THE FOLLOWING ARTICLE IS OUTDATED. PLEASE SEE THE MEDIUM VERSION.
This study is intended to show some of the many significant advantages one can realize using TrueBlocks over other methods of blockchain data extraction. These advantages include:
- Speed - TrueBlocks is much faster than traditional APIs,
- Accuracy - TrueBlocks is (currently) more accurate than other APIs,
- Privacy - TrueBlocks runs locally on your machine, therefore there is no possibility of privacy invasion,
- Flexibility - TrueBlocks is programmable and presents a large number of options.
We completed this study using TrueBlocks running locally on a "beefy" Mac laptop. This laptop was also running an Erigon Ethereum Mainnet node locally. We use the Covalent APIs described in this documentation to extract the corresponding Covalent data. The Covalent endpoint was running remotely and is likely being shared by other users and therefore rate-limited.
A detailed description of the data pipeline used is here.
Here we present the amount of time that was needed to extract effectively the same data from the two sources. Note that in the case of Covalent, we had to slow down the processing otherwise our requests would time out. This is the downside of sharing an API server with others.
source | addresses | elapsed minutes | elapsed time | addresses / minute |
---|---|---|---|---|
Covalent | 5000 | 743.31 mins | 12.3 hours | 6.7 |
TrueBlocks | 5000 | 336.29 | 5.6 hours | 14.9 |
Upshot: TrueBlocks is more than twice as fast even though it's running on a laptop.
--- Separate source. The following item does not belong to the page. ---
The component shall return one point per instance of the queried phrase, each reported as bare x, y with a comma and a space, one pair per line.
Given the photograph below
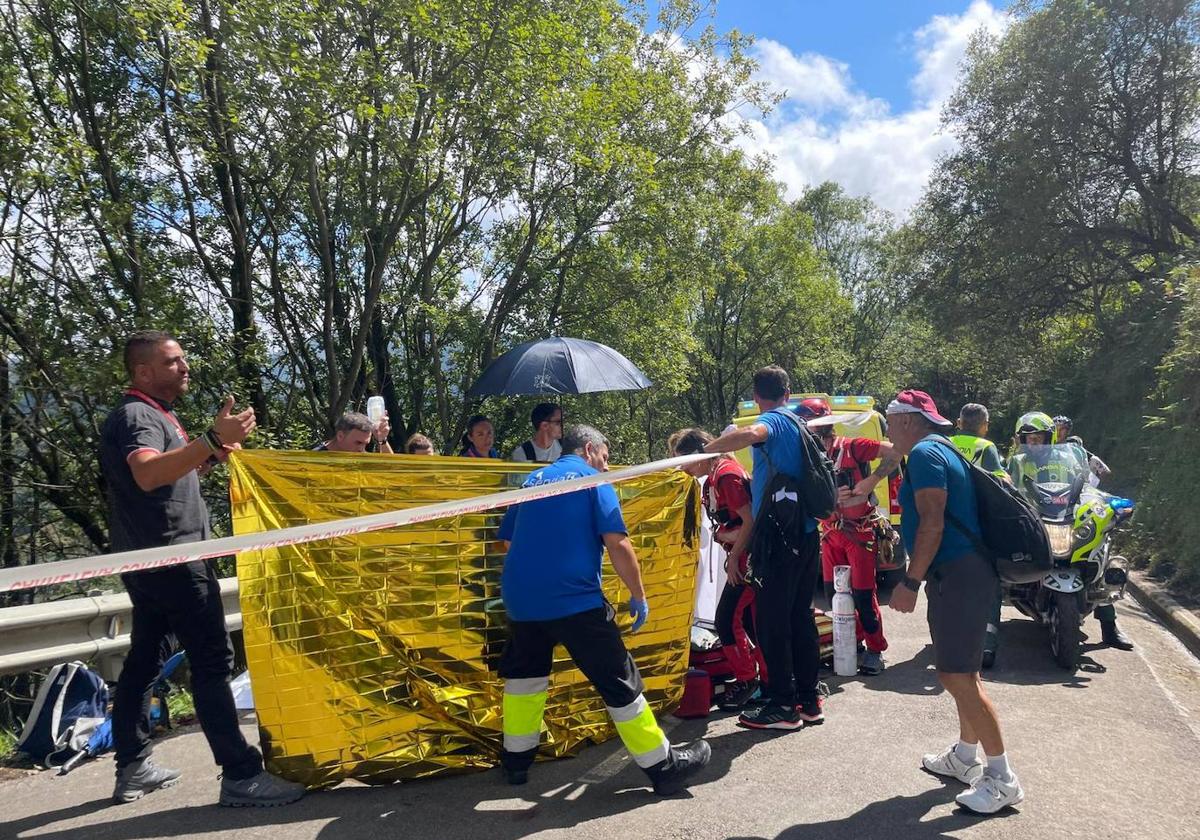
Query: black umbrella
559, 366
Covalent | TrueBlocks | Description | |
---|---|---|---|
count | 5,000 | 5,000 | We processed this many addresses... |
different | - | 3,174 | - this many addresses had records that were in TrueBlocks but not Covalent |
material | - | 1,133 | - this many addresses had missing transactions that were "material". |
count | 1,336,508 | 1,534,997 | The endpoint returneded this many transactional records... |
different | - | 198,489 | ...this many more were returned by TrueBlocks... |
material | - | 45,328 | ...of which this many had material change in ETH balance. |
Upshot: TrueBlocks is more accurate. It, quite literally, finds more data. In the above table, "material" means that one of the missing transactions contained a change in the ETH balance for the account. This is why accounting doesn't work on Ethereum Mainnet. You can't accurately account for something if you're missing data.
We studied the list of transactions that were missing from Covalent. We found 253 different "known" transaction types with TrueBlocks but not Covalent. Additionally, we found 183 different unknown transction types (i.e. unknown four-bytes values) missing function calls representing 41,483 and 3,845 transactions respectively.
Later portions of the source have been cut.